Thinking, Fast and Slow
4ヶ月かかって読み終わりました。多少の感慨なきを得ません。
著者はノーベル賞受賞者ですから、とてもありがたいことが書いてあります。と言っても、よく考えると、ことわざの「終わり良ければすべて良し」とか「岡目八目(おかめはちもく)」みたいな部分もあります。
リンダは今何をしていると思いますか?の部分は何のことかわからず、何回か読み返しました。ボクのシステム2を総動員して考えたところ、どうやら集合の問題を言っているようです。
A) リンダは銀行の窓口係です。
B) リンダは銀行の窓口係であり、かつ、フェミニスト活動に熱心です。
数学の集合はお手上げですが、どうやらBよりAの方が絶対に高いそうです、可能性というか確率というか、なんかそんな感じの話です。
しかし、学生時代のリンダの紹介文を読んだあとには、AよりBのほうが可能性が高いと(うっかり)思ってしまうのが、著者のいう、システム1の浅はかさだそうです。
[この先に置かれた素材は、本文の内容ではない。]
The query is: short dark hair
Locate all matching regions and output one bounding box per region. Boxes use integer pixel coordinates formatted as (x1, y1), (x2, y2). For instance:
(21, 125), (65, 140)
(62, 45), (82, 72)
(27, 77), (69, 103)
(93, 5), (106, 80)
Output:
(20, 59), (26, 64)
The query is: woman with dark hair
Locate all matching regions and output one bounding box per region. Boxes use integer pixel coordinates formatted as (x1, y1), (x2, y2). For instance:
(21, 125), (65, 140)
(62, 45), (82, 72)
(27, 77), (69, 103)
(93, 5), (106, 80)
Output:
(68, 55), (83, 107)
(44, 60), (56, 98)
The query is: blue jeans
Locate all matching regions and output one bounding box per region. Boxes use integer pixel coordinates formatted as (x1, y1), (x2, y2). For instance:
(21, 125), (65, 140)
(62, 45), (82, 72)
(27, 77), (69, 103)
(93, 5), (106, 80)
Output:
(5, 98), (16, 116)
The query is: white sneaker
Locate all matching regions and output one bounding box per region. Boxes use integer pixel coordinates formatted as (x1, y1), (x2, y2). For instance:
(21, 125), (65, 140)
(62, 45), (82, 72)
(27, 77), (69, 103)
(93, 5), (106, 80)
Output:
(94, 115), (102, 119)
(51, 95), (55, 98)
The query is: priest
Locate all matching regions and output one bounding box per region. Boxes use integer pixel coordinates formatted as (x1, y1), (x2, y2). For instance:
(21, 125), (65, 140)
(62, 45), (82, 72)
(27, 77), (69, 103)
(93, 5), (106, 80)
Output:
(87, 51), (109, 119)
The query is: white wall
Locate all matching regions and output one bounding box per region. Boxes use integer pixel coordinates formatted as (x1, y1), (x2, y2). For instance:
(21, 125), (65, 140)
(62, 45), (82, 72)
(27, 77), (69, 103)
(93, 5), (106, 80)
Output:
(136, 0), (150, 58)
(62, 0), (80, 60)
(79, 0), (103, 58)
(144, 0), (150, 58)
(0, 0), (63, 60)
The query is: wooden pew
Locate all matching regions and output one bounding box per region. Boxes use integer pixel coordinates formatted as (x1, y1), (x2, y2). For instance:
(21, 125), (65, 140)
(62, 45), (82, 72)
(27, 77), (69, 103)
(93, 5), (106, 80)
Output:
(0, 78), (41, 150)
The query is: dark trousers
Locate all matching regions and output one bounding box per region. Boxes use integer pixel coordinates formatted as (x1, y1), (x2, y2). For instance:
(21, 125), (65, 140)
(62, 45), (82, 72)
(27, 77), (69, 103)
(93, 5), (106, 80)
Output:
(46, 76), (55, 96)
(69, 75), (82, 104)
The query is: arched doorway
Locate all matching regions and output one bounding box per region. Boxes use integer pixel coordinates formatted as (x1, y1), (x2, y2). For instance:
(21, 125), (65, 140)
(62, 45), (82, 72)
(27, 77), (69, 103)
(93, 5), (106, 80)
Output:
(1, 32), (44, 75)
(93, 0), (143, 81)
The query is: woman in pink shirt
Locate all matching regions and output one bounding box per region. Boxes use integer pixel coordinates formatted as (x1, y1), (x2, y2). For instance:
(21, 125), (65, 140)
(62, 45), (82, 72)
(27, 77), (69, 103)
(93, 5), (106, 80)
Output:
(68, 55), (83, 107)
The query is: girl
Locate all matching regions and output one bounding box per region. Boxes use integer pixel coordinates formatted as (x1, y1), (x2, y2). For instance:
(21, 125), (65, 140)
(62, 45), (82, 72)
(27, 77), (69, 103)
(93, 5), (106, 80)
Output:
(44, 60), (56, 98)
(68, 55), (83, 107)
ボクの感覚では(日本語で言うと特に)、こうして並べて言われた場合、Aはフェミニスト活動に熱心でない銀行の窓口係という意味に受け取ります。だから、うっかり勘違いをしたというよりは、言葉のあいまいさの問題ではないかと思いました。
これがそもそも、システム1をかばうシステム2の哀れな強情さなのでしょうか。